Tuesday 4 February 2014

Rendering With Haskell

I've been on a bit of a Haskell kick lately.

The reason? I mostly blame Light Table - I've been testing the alpha version with various Clojure toy projects and enjoying myself mightily, when I somewhat randomly opened a .hs file and discovered not only syntax highlighting but also relatively clean, not-overly-smart indentation. Haskell indentation is (IMO) much nicer than that of Python in that the layout is more permissive and you can always fall back on braces and semicolons in a pinch, but its nice when the editor doesn't try to be too clever (and shoots you in the foot with its cleverness). I hate feeling like I'm fighting a text editing tool, and have nearly come to blows with Visual Assist in the course of the day job.

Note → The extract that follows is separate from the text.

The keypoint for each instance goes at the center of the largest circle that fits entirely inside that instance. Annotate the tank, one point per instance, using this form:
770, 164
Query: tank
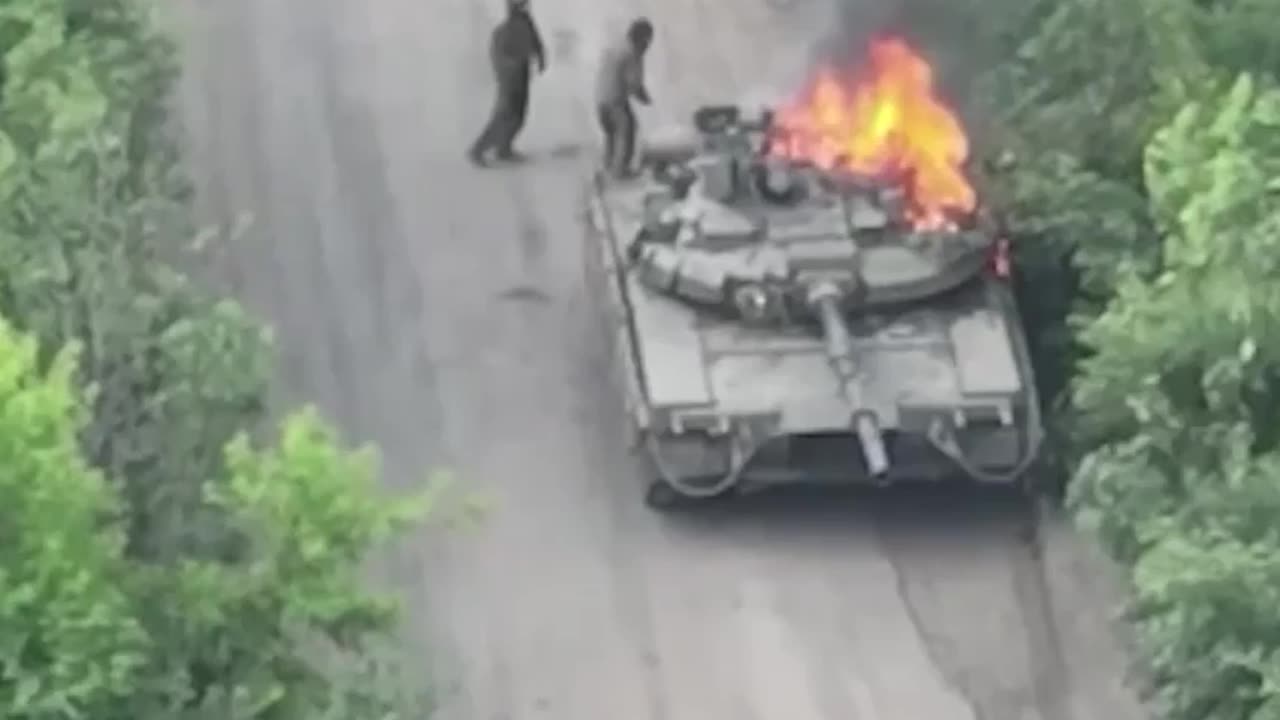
772, 323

So, I spent a bunch of time wrapping up the basics of the OpenGLRaw package - HOpenGL sadly lacks support for matrix uniforms where shaders are concerned, and exposes/uses the Compatibility profile. I'm trying to restrict myself to the relatively small surface area of OpenGL 3.1 - 3.2 Core. GLFW-b provides window/input management; JuicyPixels seems reasonable for loading various shapes of image file and doesn't involve linking against DevIL. Some really, really ugly Parsec code for dealing with .obj files exported by Blender completes the foundations for a cube-with-moveable-camera prototype.

Now the fiddly bits. Resource management, tying the game's logic to the rendering thread, input handler stacks, GUI, all that fun stuff. Trying to keep as much of it as possible in idiomatic, functional code and outside the IO monad. Much of it would be simplified by sticking to a single thread, but there's no point having all these lovely fast cores lying around if we don't use them.

Resource management is the first priority, because having a bunch of explicit paths lying about your main source file along with various attendant bits of code to load and render textures/meshes/shaders is... horrible. At this point the topic starts to veer into the venerable Wavefront .obj format and it's auxilliary material definitions, which thankfully form a very simple chain of dependencies for what files to grab and turn into OpenGL resources before you can render something. I'll go into that next time I remember to blog, I think.

1 comment:

James McNeill said...

I'm very interested in what you do for resource management.